I've run into this issue a few times, since I use command line args in a wrapper script where I default net_arch to None, and I pass that to policy_kwargs.

I was able to fix it locally by changing this line from

if "net_arch" in data["policy_kwargs"] and len(data["policy_kwargs"]["net_arch"]) > 0:

to

if data.get("policy_kwargs", {}).get("net_arch"):

To Reproduce

import gymnasium as gym

from stable_baselines3 import PPO

env = gym.make("CartPole-v1")

model = PPO("MlpPolicy", env, policy_kwargs=dict(net_arch=None))
model.learn(total_timesteps=5000)
model.save("ppo_cartpole")

del model

model = PPO.load("ppo_cartpole")

Relevant log output / Error message

Traceback (most recent call last):
  File "/Users/hyzer/stable-baselines3/min_example.py", line 13, in <module>
    model = PPO.load("ppo_cartpole")
  File "/Users/hyzer/stable-baselines3/stable_baselines3/common/base_class.py", line 695, in load
    if "net_arch" in data["policy_kwargs"] and len(data["policy_kwargs"]["net_arch"]) > 0:
TypeError: object of type 'NoneType' has no len()

System Info

Checklist

araffin commented 1 month ago

Hello, why do you want to set net_arch=None?

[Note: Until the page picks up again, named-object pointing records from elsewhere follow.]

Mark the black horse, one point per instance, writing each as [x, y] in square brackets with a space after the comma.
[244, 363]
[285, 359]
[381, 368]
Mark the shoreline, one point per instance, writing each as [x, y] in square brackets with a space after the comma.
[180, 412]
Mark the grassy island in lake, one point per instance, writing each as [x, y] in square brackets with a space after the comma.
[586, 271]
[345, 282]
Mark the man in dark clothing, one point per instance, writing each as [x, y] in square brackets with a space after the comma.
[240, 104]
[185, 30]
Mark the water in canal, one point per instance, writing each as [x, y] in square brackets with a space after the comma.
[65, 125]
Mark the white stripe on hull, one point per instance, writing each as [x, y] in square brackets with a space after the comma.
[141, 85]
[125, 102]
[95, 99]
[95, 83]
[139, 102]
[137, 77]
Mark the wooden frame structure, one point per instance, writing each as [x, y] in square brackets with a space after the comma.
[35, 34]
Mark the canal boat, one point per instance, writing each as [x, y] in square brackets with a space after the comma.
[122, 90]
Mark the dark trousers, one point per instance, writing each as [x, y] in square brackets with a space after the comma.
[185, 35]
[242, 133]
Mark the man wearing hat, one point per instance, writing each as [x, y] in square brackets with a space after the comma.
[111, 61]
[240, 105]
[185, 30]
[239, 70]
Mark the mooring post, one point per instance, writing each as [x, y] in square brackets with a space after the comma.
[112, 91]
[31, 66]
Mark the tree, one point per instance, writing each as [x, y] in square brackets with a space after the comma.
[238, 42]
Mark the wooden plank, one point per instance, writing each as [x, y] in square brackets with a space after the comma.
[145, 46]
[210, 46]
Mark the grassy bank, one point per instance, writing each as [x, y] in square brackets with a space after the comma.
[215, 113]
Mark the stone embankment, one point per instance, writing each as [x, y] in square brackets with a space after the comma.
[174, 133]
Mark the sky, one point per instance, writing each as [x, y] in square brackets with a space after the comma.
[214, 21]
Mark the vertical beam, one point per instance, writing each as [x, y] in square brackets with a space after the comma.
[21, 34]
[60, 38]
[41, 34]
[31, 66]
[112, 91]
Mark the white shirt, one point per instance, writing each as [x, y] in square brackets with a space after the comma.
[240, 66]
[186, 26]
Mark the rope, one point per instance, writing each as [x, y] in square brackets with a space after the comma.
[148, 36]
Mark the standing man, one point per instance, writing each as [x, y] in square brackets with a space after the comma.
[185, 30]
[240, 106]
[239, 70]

jak3122 commented 1 month ago

In my training script I have CLI args, including an optional net_arch arg:

net_arch: Tuple[int, ...] | None = None

Which I then pass to the sb3 model:

model = PPO(
    policy_type,
    env,
    policy_kwargs=dict(
        net_arch=args.net_arch,
        ...
    )
)

Since the documentation says that net_arch can be None, I would expect this to work, and have None indicate the default net_arch, which it does, except for loading the saved model.

I also realize it's possible to just omit net_arch from policy_kwargs instead, like this:

policy_kwargs = dict()
if args.net_arch is not None:
    policy_kwargs["net_arch"] = args.net_arch
model = PPO(
    policy_type,
    env,
    policy_kwargs=policy_kwargs
)

But then for anyone like me who happens to save a model with net_arch manually set to None, then the model will not load.

araffin commented 1 month ago

Since the documentation says that net_arch can be None, I would expect this to work, and have None indicate the default net_arch, which it does, except for loading the saved mode

I would be happy to receive a PR that solves this issue =)

Although in your case, I would indeed recommend not populating the net_arch instead of passing None.